SGS-SLAM: Semantic Gaussian Splatting for Neural Dense SLAM¶

Conference: ECCV 2024
arXiv: 2402.03246
Code: GitHub
Area: 3D Vision
Keywords: SLAM, 3D Gaussian Splatting, Semantic Segmentation, Dense Reconstruction, Real-time Rendering

TL;DR¶

Ours proposes SGS-SLAM, the first semantic visual SLAM system based on Gaussian Splatting. By optimizing multiple channels to integrate appearance, geometry, and semantic features, it achieves state-of-the-art (SOTA) performance in camera pose estimation, map reconstruction, and semantic segmentation.

Background & Motivation¶

Key Challenge¶

Key Challenge: Background: Existing NeRF-based SLAM methods (such as NICE-SLAM and Co-SLAM) utilize MLPs as implicit representations, which suffer from three core issues: (1) over-smoothed object edges and a lack of fine details; (2) difficulty in decoupling object representations, hindering scene editing; (3) catastrophic forgetting, where new scenes damage the learned model. Concurrently, existing Gaussian SLAM methods (such as SplaTAM) lack semantic understanding capabilities.

Method¶

Overall Architecture¶

SGS-SLAM represents scenes using isotropic 3D Gaussians, where each Gaussian carries position, radius, opacity, RGB color, and semantic color across three channels. The system consists of two core processes: tracking and mapping.

Key Designs¶

Multi-Channel Gaussian Representation: Based on standard Gaussian parameters, a semantic color channel \(s_i = [r_i, b_i, g_i]^T\) is added. The 2D semantic map is rendered using the same volume rendering formula as color and depth.

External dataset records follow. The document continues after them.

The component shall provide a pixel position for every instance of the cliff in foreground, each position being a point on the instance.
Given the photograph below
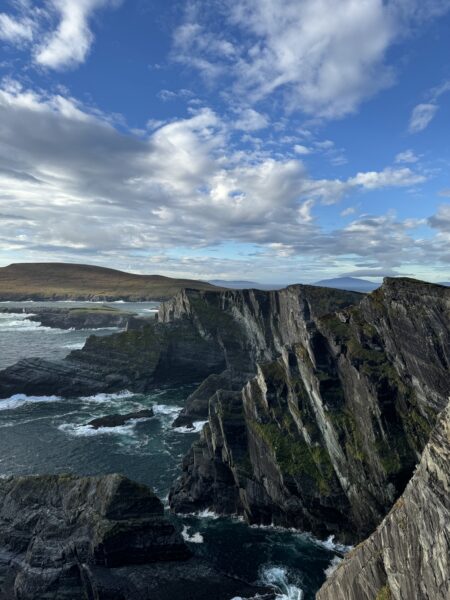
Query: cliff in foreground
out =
(408, 556)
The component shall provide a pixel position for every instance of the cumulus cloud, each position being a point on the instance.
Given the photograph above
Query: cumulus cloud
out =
(81, 188)
(59, 32)
(424, 113)
(407, 156)
(324, 66)
(421, 117)
(15, 30)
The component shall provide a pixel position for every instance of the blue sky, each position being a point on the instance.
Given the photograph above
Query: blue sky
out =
(272, 140)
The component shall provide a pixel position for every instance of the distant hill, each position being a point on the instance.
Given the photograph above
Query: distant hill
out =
(246, 285)
(65, 281)
(352, 284)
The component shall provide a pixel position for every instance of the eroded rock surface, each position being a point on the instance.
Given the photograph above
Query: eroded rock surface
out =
(104, 538)
(408, 556)
(326, 436)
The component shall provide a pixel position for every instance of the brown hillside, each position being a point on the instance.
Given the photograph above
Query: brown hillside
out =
(61, 281)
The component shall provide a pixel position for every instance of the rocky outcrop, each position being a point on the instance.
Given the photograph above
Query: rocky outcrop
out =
(408, 556)
(326, 436)
(65, 537)
(197, 334)
(137, 359)
(118, 420)
(80, 318)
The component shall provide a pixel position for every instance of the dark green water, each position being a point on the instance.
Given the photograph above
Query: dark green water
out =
(49, 435)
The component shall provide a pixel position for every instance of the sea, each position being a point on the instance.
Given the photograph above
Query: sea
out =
(48, 434)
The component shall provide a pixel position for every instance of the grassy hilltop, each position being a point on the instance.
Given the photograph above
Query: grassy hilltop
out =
(61, 281)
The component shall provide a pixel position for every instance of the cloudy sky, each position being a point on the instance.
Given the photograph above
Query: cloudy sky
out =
(272, 140)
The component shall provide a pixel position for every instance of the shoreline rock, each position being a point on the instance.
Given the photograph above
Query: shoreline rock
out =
(117, 420)
(408, 556)
(66, 537)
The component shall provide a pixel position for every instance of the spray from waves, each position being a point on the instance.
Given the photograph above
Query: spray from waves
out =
(277, 578)
(104, 397)
(333, 566)
(196, 538)
(83, 430)
(329, 544)
(19, 400)
(197, 428)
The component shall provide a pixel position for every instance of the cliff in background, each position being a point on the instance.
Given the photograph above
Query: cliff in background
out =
(319, 401)
(66, 281)
(408, 556)
(326, 436)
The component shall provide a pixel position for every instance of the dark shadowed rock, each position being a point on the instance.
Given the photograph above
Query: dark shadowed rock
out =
(408, 556)
(118, 420)
(326, 436)
(66, 537)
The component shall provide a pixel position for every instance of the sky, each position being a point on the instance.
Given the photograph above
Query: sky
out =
(277, 141)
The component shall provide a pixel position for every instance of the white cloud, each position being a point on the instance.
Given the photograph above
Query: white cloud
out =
(72, 186)
(71, 41)
(389, 177)
(249, 119)
(324, 57)
(421, 117)
(302, 150)
(407, 156)
(58, 32)
(15, 30)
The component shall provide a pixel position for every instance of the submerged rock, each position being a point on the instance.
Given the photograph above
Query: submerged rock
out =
(80, 318)
(66, 537)
(117, 420)
(408, 556)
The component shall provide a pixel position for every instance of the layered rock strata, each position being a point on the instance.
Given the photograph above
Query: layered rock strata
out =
(104, 538)
(408, 556)
(326, 436)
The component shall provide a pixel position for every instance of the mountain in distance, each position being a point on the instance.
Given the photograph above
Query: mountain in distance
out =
(352, 284)
(66, 281)
(246, 285)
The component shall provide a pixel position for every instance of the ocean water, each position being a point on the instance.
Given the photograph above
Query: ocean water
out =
(51, 435)
(22, 338)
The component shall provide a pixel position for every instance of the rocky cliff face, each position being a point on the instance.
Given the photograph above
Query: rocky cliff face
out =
(408, 556)
(104, 538)
(326, 436)
(137, 359)
(198, 334)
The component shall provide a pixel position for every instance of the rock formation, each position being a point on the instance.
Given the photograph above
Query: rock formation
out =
(106, 538)
(326, 436)
(408, 556)
(319, 401)
(81, 318)
(117, 420)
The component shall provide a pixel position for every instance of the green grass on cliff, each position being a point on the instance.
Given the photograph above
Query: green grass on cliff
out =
(61, 281)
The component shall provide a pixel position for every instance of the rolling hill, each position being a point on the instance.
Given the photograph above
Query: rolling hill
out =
(64, 281)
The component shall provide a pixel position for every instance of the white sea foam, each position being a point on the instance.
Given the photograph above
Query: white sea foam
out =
(207, 513)
(198, 426)
(333, 566)
(19, 400)
(80, 430)
(277, 577)
(75, 346)
(330, 544)
(103, 397)
(166, 410)
(196, 538)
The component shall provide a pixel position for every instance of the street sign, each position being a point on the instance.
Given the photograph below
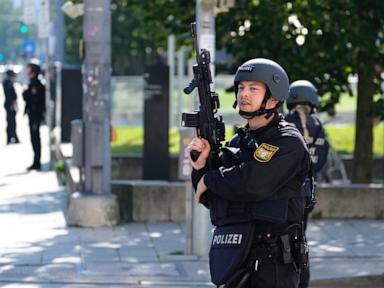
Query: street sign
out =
(29, 11)
(43, 20)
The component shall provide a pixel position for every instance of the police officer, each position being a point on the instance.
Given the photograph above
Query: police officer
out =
(10, 106)
(255, 197)
(34, 97)
(302, 103)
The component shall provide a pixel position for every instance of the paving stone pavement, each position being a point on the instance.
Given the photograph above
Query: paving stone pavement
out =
(37, 249)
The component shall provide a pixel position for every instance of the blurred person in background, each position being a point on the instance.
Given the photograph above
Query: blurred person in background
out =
(34, 97)
(302, 103)
(10, 106)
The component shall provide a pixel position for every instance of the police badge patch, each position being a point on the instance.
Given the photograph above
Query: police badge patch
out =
(265, 152)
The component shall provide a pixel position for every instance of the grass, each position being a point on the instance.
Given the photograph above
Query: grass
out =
(342, 138)
(129, 140)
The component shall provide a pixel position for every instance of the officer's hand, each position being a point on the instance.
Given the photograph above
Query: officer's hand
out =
(201, 145)
(200, 189)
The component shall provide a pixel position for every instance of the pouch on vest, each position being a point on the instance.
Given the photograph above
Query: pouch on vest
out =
(275, 210)
(230, 248)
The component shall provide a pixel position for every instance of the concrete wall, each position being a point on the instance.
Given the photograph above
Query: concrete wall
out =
(151, 201)
(130, 167)
(165, 201)
(350, 201)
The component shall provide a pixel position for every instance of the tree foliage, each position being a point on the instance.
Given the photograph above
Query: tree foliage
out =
(323, 41)
(10, 36)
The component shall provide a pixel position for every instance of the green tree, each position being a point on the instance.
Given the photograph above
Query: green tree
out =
(10, 36)
(323, 41)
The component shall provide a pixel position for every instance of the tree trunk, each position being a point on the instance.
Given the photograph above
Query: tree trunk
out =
(363, 155)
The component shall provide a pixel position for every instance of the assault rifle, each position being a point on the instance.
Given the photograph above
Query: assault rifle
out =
(208, 125)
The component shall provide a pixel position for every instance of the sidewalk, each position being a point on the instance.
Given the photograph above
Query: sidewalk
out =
(38, 250)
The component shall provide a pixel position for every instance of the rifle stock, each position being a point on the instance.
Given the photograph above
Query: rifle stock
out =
(208, 125)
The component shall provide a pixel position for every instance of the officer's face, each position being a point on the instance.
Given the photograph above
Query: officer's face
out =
(250, 95)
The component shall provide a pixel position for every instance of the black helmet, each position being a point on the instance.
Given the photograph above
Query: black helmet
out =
(266, 71)
(35, 65)
(302, 92)
(10, 73)
(272, 75)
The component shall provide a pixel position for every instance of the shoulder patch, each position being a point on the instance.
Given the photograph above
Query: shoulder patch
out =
(265, 152)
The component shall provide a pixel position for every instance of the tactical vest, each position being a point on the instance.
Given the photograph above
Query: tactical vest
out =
(240, 149)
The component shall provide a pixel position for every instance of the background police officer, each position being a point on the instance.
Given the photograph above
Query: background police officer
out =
(302, 103)
(259, 184)
(10, 106)
(34, 97)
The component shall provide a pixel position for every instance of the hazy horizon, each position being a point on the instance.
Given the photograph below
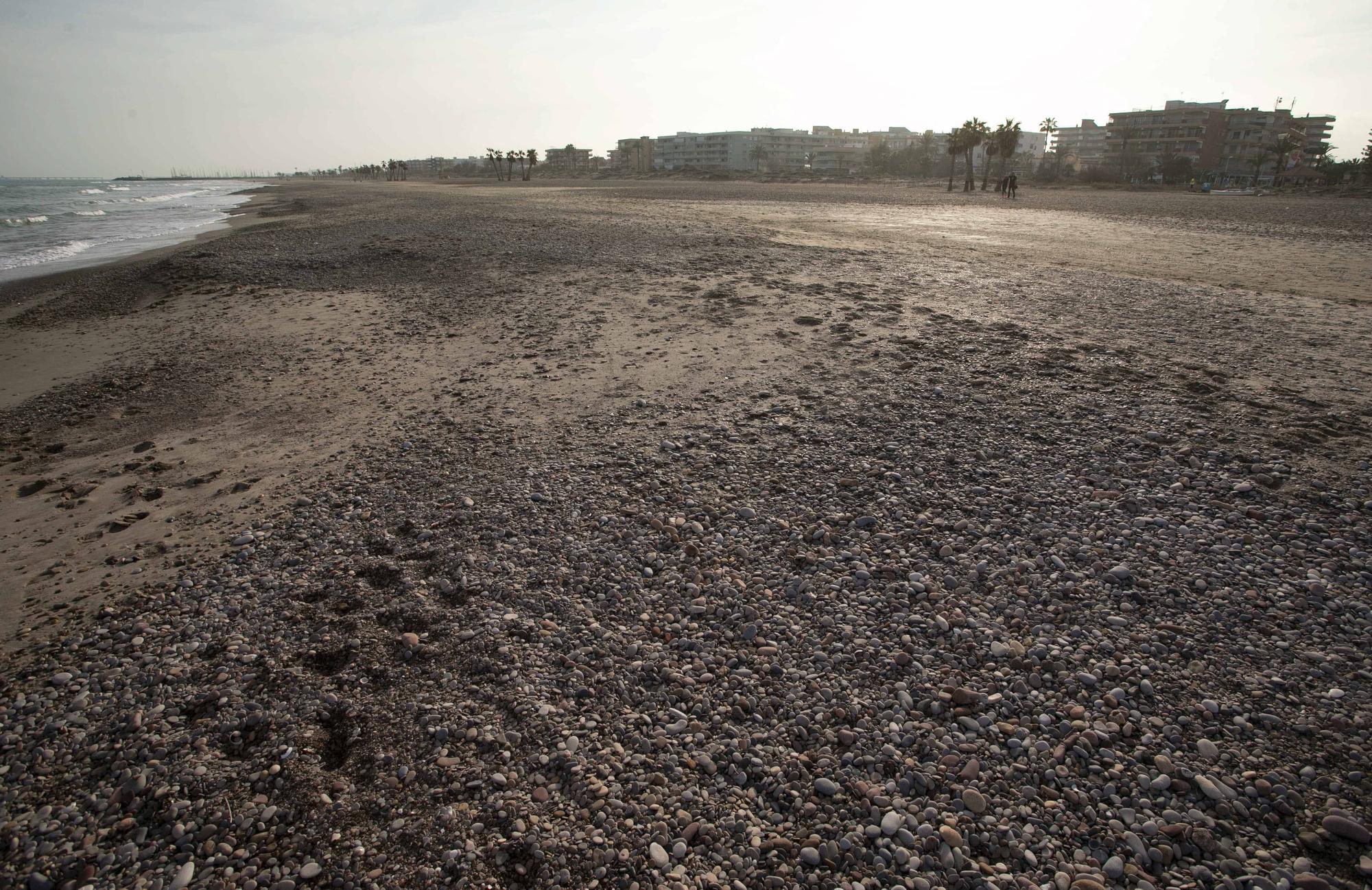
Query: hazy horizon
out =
(265, 87)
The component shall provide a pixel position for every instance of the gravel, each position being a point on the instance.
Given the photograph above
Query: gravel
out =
(871, 636)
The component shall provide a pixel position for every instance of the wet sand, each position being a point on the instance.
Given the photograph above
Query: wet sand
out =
(554, 463)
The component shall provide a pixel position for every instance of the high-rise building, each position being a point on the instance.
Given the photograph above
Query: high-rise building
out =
(1233, 143)
(1083, 146)
(761, 149)
(635, 156)
(569, 158)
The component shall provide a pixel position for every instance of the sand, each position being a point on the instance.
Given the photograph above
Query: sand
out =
(249, 360)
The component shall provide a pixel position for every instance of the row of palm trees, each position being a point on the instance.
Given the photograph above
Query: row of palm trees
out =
(510, 158)
(997, 143)
(394, 171)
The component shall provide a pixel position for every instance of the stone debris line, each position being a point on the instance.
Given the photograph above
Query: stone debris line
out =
(931, 601)
(868, 652)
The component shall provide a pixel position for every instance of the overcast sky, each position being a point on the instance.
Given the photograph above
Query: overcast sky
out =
(104, 88)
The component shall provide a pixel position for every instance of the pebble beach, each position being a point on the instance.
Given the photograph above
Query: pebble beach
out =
(695, 536)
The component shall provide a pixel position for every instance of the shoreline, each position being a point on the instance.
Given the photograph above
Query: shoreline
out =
(43, 278)
(796, 533)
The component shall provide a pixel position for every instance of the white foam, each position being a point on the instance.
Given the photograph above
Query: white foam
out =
(46, 256)
(161, 198)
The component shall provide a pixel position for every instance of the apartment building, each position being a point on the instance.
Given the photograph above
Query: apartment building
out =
(635, 156)
(1314, 132)
(1233, 143)
(1192, 130)
(569, 158)
(1082, 146)
(780, 149)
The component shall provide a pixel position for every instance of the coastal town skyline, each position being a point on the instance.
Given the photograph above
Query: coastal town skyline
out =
(253, 104)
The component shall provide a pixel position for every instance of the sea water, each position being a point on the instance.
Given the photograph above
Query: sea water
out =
(47, 226)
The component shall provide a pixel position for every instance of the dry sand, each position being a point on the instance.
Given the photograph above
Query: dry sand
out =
(378, 357)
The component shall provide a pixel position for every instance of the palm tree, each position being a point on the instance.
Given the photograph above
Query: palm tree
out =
(1282, 149)
(1126, 135)
(975, 132)
(1009, 136)
(1050, 127)
(925, 154)
(758, 156)
(991, 152)
(956, 141)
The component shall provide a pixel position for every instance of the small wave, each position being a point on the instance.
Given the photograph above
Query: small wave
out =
(46, 256)
(163, 198)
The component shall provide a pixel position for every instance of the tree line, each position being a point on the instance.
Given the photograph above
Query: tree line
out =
(528, 157)
(1000, 143)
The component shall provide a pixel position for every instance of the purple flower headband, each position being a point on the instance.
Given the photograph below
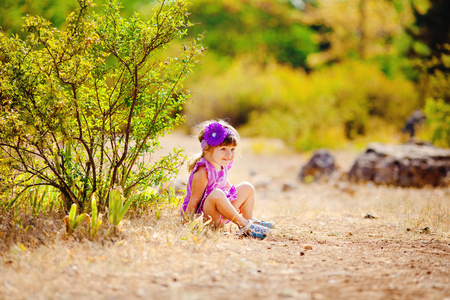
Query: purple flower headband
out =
(215, 134)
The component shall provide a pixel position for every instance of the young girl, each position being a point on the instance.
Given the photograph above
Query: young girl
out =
(210, 192)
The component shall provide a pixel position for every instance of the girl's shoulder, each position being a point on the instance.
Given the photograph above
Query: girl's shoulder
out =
(201, 174)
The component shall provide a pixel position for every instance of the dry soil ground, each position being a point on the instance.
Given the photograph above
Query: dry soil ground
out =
(323, 247)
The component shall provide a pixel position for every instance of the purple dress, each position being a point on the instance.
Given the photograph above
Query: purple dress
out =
(216, 180)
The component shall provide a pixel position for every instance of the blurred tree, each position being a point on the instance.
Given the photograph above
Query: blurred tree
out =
(362, 29)
(12, 12)
(263, 28)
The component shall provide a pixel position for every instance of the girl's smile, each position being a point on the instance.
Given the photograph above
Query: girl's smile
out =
(221, 156)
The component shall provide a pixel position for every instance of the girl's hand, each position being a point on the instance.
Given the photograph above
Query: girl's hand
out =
(191, 209)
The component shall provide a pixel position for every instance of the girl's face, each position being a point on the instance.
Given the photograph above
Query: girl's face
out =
(220, 156)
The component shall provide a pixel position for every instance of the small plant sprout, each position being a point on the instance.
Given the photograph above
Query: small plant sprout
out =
(95, 220)
(195, 228)
(72, 221)
(118, 206)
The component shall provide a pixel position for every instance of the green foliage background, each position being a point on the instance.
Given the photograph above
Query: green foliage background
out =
(322, 74)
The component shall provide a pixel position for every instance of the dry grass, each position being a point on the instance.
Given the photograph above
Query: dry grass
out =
(323, 248)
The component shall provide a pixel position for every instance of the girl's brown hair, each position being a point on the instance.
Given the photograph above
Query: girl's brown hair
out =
(231, 139)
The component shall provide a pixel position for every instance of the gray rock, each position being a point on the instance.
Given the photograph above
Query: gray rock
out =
(407, 165)
(321, 165)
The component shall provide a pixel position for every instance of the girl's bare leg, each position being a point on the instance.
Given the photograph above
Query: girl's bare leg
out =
(245, 200)
(217, 205)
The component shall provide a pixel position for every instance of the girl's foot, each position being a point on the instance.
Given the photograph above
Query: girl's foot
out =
(254, 230)
(268, 224)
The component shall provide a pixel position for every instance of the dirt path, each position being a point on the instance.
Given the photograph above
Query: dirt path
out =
(323, 248)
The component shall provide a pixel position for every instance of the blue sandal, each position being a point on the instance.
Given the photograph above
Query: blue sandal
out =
(268, 224)
(256, 231)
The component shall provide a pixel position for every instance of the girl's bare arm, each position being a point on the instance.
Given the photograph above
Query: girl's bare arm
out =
(199, 182)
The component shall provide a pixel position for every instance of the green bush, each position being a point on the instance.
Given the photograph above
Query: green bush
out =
(438, 118)
(82, 107)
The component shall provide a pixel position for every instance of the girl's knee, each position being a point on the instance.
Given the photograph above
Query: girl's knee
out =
(246, 186)
(217, 194)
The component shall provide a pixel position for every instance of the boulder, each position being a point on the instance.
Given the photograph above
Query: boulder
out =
(406, 165)
(321, 165)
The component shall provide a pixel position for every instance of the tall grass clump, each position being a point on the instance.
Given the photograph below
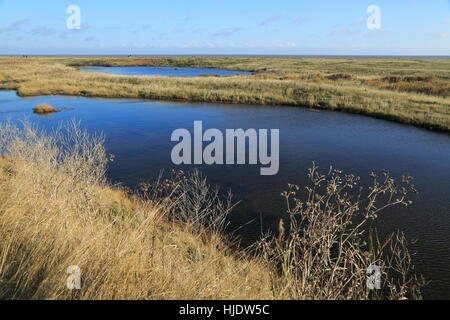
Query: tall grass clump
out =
(325, 246)
(57, 210)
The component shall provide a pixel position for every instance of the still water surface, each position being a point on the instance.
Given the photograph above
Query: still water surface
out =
(138, 134)
(163, 71)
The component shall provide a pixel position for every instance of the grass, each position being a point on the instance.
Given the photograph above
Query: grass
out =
(57, 210)
(44, 109)
(418, 96)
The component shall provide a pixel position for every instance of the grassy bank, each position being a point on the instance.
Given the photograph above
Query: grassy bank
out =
(410, 91)
(167, 242)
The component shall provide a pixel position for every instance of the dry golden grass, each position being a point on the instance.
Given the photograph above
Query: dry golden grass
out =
(331, 84)
(56, 210)
(44, 109)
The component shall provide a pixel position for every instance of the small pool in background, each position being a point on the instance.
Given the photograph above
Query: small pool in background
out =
(138, 133)
(163, 71)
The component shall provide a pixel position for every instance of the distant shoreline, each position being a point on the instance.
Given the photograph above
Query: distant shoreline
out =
(238, 55)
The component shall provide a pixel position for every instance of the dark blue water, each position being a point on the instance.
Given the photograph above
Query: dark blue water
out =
(138, 134)
(163, 71)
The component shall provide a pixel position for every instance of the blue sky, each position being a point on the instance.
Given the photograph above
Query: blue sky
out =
(322, 27)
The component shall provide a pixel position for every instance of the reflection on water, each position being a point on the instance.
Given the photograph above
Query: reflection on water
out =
(163, 71)
(138, 134)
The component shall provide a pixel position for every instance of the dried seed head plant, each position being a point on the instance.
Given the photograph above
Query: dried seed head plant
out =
(328, 245)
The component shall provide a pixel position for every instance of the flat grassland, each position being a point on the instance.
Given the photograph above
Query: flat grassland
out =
(410, 91)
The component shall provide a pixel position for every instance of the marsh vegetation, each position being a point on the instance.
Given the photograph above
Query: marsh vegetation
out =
(410, 91)
(167, 241)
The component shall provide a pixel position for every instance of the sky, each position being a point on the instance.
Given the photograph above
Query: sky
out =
(229, 27)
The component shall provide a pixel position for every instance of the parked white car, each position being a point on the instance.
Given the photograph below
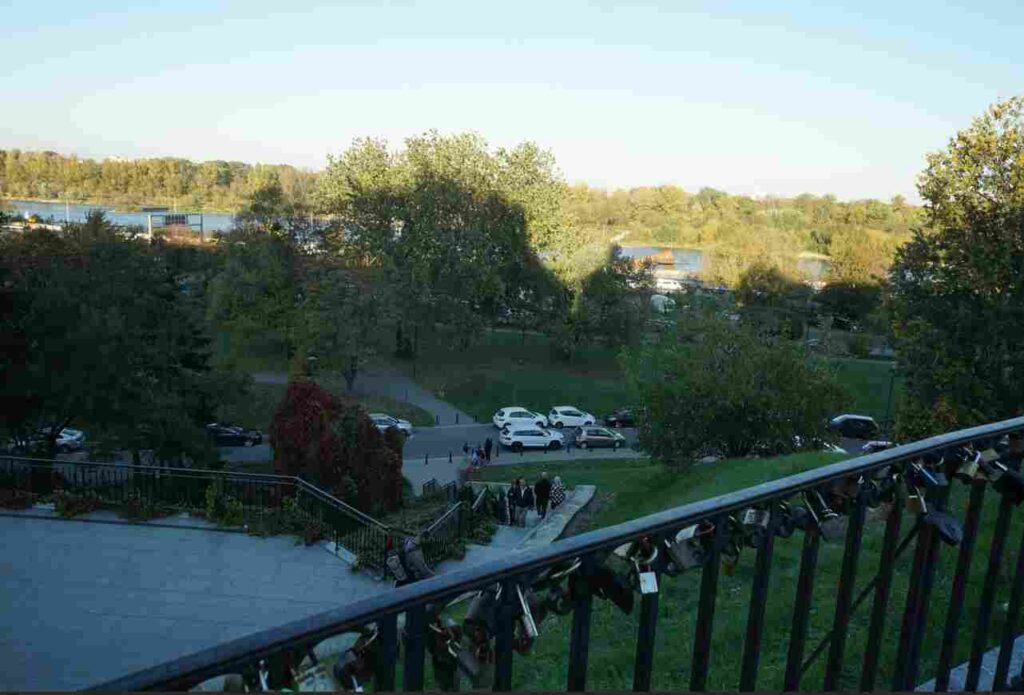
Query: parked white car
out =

Semantic-Guided Keyframe Selection: A two-level screening strategy: (1) Geometric overlap ratio filtering: projected sampled Gaussians onto the keyframe view to calculate the overlap ratio \(\eta\), filtering out those below the threshold; (2) Semantic filtering: filtering out keyframes with excessively high semantic map mIoU, prioritizing keyframes from different perspectives. An uncertainty weight based on timestamps \(\mathcal{U}(t) = e^{-\tau t}\) is introduced.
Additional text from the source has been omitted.